天正10年(1582年)6月19日、滝川一益は神流川の戦いで北条氏直の大軍に敗れた。一益はこの後、木曽谷通過でも手間取り、織田家の跡目を決める清州会議にも間に合うことができず、織田家中における地位を失墜させることになる。

北条が上野に侵攻した背景

甲州征伐(武田征伐)当時、徳川は当然の事ながら、北条も織田と同盟関係にあった。当初は織田、徳川、北条、三者示し合わせての同時侵攻となる予定であったが、織田の先発隊である織田信忠(玉置玲央)と滝川一益(段田安則)の軍が怒涛の侵攻を見せ、武田はあっけなく滅んでしまう。

このことによって、徳川はなんとか駿河一国を得るものの、北条は同じ同盟国でありながら新たな領土を得ることができなかった。そのうえ、上野には関東守護と称して滝川一益が大軍で入っており、北条にとってはまさに喉元に匕首を突き付けられているような思いであったろう。

捲土重来を期す。そんな中での本能寺の変であった。武田滅亡から3ヶ月、その時は予想以上に早く来たはずである。北条はその変を知っても、第6回「逃走」にあったように、はじめは滝川軍と抗戦の構えを見せなかったが、密かに軍勢を整えて上野侵攻を伺う。

神流川の戦い

天正10年(1582年)6月16日、北条氏直(細田善彦)は5万の大軍をもって上野方面に進軍し、同月18日、滝川一益率いる2万が神流川の対岸でこれを迎え撃つ。初戦となるこの戦いではなんとか北条軍を撃退したものの、翌19日の合戦で滝川軍は惨敗を喫する。

この戦い、一益は北条がこのような大軍で押し寄せてくるとは思わなかったのだろうか。
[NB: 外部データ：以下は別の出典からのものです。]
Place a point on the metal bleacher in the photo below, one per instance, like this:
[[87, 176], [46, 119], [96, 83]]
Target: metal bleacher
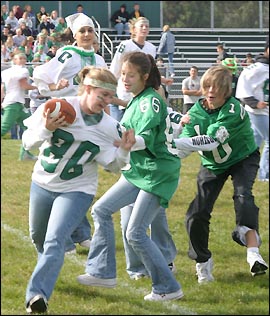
[[198, 47]]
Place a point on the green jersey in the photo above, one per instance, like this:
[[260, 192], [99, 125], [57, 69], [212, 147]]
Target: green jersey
[[156, 168], [229, 126]]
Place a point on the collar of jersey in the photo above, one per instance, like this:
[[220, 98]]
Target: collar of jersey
[[80, 52], [92, 119]]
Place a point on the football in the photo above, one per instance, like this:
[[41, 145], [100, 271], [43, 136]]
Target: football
[[61, 105]]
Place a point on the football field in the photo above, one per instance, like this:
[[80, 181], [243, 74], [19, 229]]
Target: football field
[[234, 291]]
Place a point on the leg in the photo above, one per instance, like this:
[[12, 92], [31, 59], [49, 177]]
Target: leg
[[144, 212], [59, 222], [247, 213]]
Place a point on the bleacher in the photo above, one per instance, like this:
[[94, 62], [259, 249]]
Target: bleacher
[[198, 47]]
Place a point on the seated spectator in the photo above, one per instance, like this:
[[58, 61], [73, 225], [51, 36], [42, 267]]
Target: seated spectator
[[18, 38], [46, 24], [120, 20], [5, 33], [4, 15], [136, 13], [41, 12], [54, 17], [13, 21], [222, 54], [27, 20], [32, 17], [248, 60], [26, 31], [61, 26]]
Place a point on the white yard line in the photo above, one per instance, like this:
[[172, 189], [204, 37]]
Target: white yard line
[[73, 258]]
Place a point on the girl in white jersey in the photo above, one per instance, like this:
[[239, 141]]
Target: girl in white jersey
[[58, 77], [149, 181], [64, 179], [139, 29]]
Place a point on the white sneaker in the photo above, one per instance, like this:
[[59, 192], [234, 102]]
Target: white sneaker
[[164, 297], [86, 243], [88, 279], [204, 271], [172, 267], [257, 265]]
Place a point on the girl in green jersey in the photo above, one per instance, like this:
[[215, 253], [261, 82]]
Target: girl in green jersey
[[149, 181], [227, 149]]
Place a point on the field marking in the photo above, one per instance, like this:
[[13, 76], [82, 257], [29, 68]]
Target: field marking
[[74, 259]]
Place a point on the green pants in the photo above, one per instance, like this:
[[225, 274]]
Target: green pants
[[13, 113]]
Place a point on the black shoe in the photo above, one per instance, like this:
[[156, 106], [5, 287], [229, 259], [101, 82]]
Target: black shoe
[[37, 305]]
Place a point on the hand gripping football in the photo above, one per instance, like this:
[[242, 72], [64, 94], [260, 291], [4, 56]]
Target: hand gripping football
[[61, 105]]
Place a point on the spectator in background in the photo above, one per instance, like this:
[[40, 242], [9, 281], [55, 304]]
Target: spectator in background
[[120, 20], [33, 18], [248, 60], [253, 90], [54, 18], [46, 24], [231, 64], [12, 21], [41, 12], [136, 13], [4, 15], [79, 8], [191, 89], [18, 38], [61, 26], [167, 46], [222, 54]]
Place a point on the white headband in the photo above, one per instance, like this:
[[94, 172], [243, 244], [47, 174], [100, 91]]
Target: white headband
[[78, 20], [99, 84]]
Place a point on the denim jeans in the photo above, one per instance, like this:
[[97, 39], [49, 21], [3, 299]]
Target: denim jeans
[[260, 126], [116, 113], [52, 218], [122, 27], [101, 261], [159, 233]]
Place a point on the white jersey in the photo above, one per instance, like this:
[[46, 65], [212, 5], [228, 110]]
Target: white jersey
[[13, 91], [254, 82], [123, 48], [67, 63], [69, 157]]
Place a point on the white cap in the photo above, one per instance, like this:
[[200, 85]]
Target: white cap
[[78, 20]]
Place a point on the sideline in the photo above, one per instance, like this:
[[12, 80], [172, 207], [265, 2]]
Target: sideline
[[74, 259]]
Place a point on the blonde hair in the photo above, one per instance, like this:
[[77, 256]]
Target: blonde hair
[[220, 78], [133, 22], [100, 74], [166, 28]]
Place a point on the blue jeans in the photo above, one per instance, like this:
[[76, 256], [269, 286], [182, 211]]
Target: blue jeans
[[260, 126], [122, 27], [159, 233], [52, 218], [116, 113], [101, 261]]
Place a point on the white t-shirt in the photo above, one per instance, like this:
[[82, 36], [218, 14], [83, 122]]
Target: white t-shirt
[[69, 157], [67, 63], [13, 91], [123, 48]]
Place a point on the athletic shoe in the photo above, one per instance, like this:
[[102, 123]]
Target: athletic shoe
[[172, 267], [137, 276], [26, 155], [87, 279], [204, 271], [164, 297], [37, 304], [71, 252], [86, 243], [257, 265]]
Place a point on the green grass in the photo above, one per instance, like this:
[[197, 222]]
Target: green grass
[[234, 292]]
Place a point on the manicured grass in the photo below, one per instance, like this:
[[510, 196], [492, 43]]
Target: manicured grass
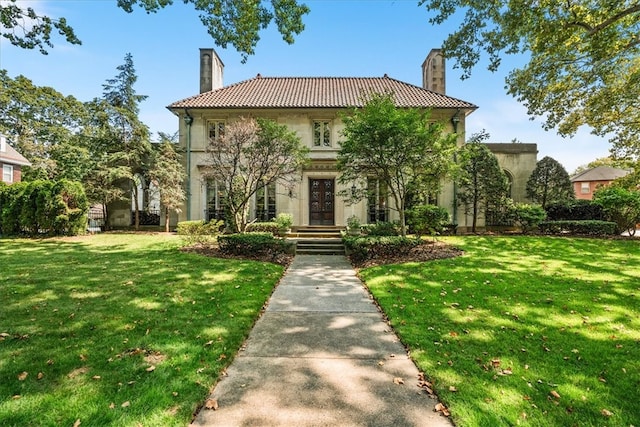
[[119, 329], [524, 331]]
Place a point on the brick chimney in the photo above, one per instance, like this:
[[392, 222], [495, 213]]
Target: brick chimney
[[211, 69], [433, 72]]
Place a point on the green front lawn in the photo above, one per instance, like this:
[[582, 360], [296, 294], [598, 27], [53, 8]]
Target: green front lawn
[[530, 331], [118, 329]]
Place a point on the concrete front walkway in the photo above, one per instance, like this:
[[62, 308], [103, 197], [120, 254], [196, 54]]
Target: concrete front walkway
[[321, 355]]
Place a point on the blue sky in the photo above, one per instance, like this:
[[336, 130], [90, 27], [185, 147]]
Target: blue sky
[[358, 38]]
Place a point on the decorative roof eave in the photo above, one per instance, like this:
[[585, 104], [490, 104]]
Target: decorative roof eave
[[316, 93], [12, 157]]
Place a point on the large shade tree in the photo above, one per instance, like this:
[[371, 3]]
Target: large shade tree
[[121, 142], [401, 147], [252, 154], [549, 183], [234, 22], [482, 184], [41, 122], [583, 55]]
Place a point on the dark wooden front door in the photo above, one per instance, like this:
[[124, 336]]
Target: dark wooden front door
[[321, 201]]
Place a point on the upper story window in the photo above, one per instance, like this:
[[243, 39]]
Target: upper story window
[[215, 129], [585, 187], [322, 133], [7, 173]]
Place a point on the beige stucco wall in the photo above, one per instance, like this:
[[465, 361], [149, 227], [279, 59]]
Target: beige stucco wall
[[322, 161], [518, 161]]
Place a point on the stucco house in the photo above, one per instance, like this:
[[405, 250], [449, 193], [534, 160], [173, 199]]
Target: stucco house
[[311, 106], [587, 182], [11, 162]]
いずれにせよ、長期戦となって総力戦の様相を呈してくると滝川軍にまず勝ち目はない。北条が関八州という100年の地盤を持つ大国であった一方、滝川は上野に腰を下ろして3ヶ月も経たない新興勢力に過ぎなかった。

そこで、19日の合戦で惨敗した一益は潔く上野を捨てて信濃方面に走る。昌幸(草刈正雄)もこの合戦に滝川方として加わっていたという記録(『関八州古戦録』や『附神流川合戦記』など)もあるが、ドラマでは信濃・真田の郷でこの敗戦の報を知り、自ら兵を率いて沼田城を奪還しに行くことになる。

小諸城から木曽福島城へ

翌20日、一益は上野の諸将を箕輪城に集めて酒宴を開き、その日の深夜に箕輪城を発ち、翌日には碓氷峠を越えて甥の道家正栄が守る信濃・小諸城に入る。この時、昌幸は一益を助け、とめと弁丸(信繁)を人質として預けたようだが、ドラマではとめは19日以前に人質となっており、信繁(堺雅人)はとめを助けに行って自分まで人質になってしまうという展開に。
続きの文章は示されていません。